JUNEAU — U.S. Sen. Mark Begich on Monday called on the Parnell administration and state lawmakers to make strong commitments to education, give greater support for children’s health insurance and eliminate any obstacles to voting.
The Democrat also used his address to a joint session of the Alaska Legislature to express his support for targeted federal spending cuts and his belief that with new faces in Washington there are new opportunities to push for issues important to Alaska. He also encouraged the state to take up creation of an Arctic port authority and put up $2 billion to support $3 billion in federal loan guarantees as part of a bill he’s introduced to speed Arctic port development.
The speech included some sharp language, though Begich told reporters later he’s never been bashful about stating his opinion or issuing challenges to the state in his annual address to lawmakers.
In his speech Monday, Begich said he knows it’s popular to complain about federal overreach and “file a lawsuit weekly” over perceived overstepping and that he too has engaged in fed-bashing “when it gets results.” But he said resolutions should be the start of a discussion, not the end, and said litigation should be a last resort because it can get in the way of reaching agreement with an agency.
Gov. Sean Parnell’s administration has not been shy about pushing back when it believes the federal government has overstepped its bounds. But administration officials have stressed they view filing suit as a last resort.
Much of the Legislature’s attention this session has been on federal overreach, with resolutions opposing the president’s executive actions aimed at reducing gun violence and urging Congress to limit overreach in state resource management.
The Alaska House recently passed a bill that would make it a felony for a federal official or agent to try to enforce new restrictions on gun ownership — a measure Begich labeled unconstitutional and irrelevant. He initially used that description when asked about a House resolution opposing the executive actions but clarified later he was referring to the bill, HB 69, not the resolution.
Begich said he will continue to fight against keeping the Arctic National Wildlife Refuge locked-up from production and to protect Second Amendment rights.
He said it’s “no accident” that drilling in the Alaska Arctic got the OK after his election in 2008, telling reporters later that he used every opportunity with the Obama administration, which took office around the same time as Begich, to make the case for Arctic drilling.
Begich said there must be a commitment to education on the federal, state and local levels, calling a good education “one of the long-standing promises of our democracy.” He said he is introducing legislation that, among other things, would create a student loan-forgiveness program for graduates of early education programs and increase the child-care tax credit.
He said he’s “troubled” by pending cuts in Alaska school districts and said it’s important to make Alaska’s public schools, universities and vocational programs stronger and more viable. He made a point of underscoring “public schools.”
“What I say about public education is, don’t, just because there are problems and challenges with it, say, ‘Well, we’ve got to throw it all out,'” he said during a question-and-answer period with legislators, adding later that improving public education should be their goal.

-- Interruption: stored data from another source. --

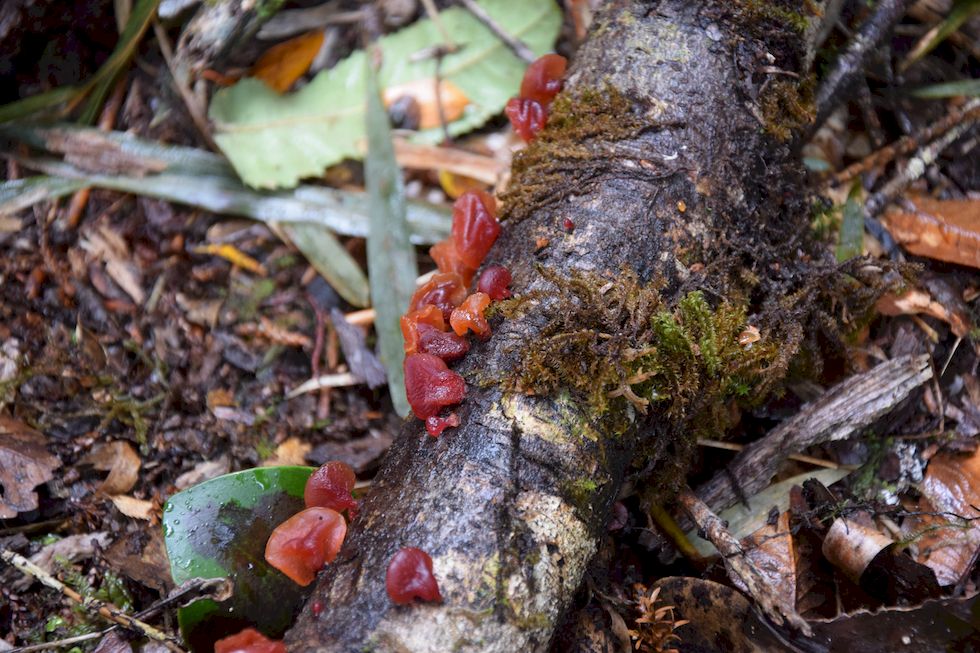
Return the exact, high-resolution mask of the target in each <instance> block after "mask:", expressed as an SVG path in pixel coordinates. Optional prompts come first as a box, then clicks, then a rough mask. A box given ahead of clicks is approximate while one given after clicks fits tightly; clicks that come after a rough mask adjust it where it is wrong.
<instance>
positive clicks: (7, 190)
mask: <svg viewBox="0 0 980 653" xmlns="http://www.w3.org/2000/svg"><path fill="white" fill-rule="evenodd" d="M84 187H85V184H83V183H82V182H80V181H76V180H74V179H62V178H60V177H48V176H44V175H40V176H37V177H28V178H26V179H12V180H10V181H5V182H0V215H9V214H11V213H16V212H17V211H20V210H22V209H26V208H27V207H29V206H33V205H34V204H37V203H38V202H43V201H46V200H53V199H57V198H59V197H64V196H65V195H70V194H71V193H74V192H75V191H77V190H80V189H82V188H84Z"/></svg>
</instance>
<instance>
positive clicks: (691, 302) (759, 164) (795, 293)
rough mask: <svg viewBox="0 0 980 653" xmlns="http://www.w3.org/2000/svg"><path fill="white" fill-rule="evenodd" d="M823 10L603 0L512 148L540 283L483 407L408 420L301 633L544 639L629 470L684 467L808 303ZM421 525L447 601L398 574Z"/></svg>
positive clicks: (366, 501) (468, 387)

There has been considerable debate in the Legislature over the issue of choice and a proposed constitutional amendment that would allow for public money to be used for private schools.
Begich said it’s “shameful” that Alaska’s eligibility level for children’s health insurance is low — 49th worst in the country.
He said he’s also worried about what he sees as trends to make voting more difficult in Alaska, particularly for Alaska Natives and other minority groups. The state last year sued over provisions of the federal Voting Rights Act, arguing, in part, that the requirement that the Justice Department approve redistricting plans or proposed election changes is unwarranted. That case is on hold pending the outcome of a U.S. Supreme Court case.
A bill also has been introduced in the House that calls for voters to present identification to cast their ballots. Begich said the measure would make it harder for many rural Alaskans to vote.
“There is not a problem here” with voter fraud, Begich said.
The bill’s sponsor, Rep. Bob Lynn, R-Anchorage, called Begich misinformed and said he strongly supports a person’s right to vote. Under HB 3, the identification requirement could be waived if two election officials know the voter’s identity and he or she is on the official registration list to vote in a given precinct.
“Instilling fear in the voting public is politics at its worst,” he said in a statement.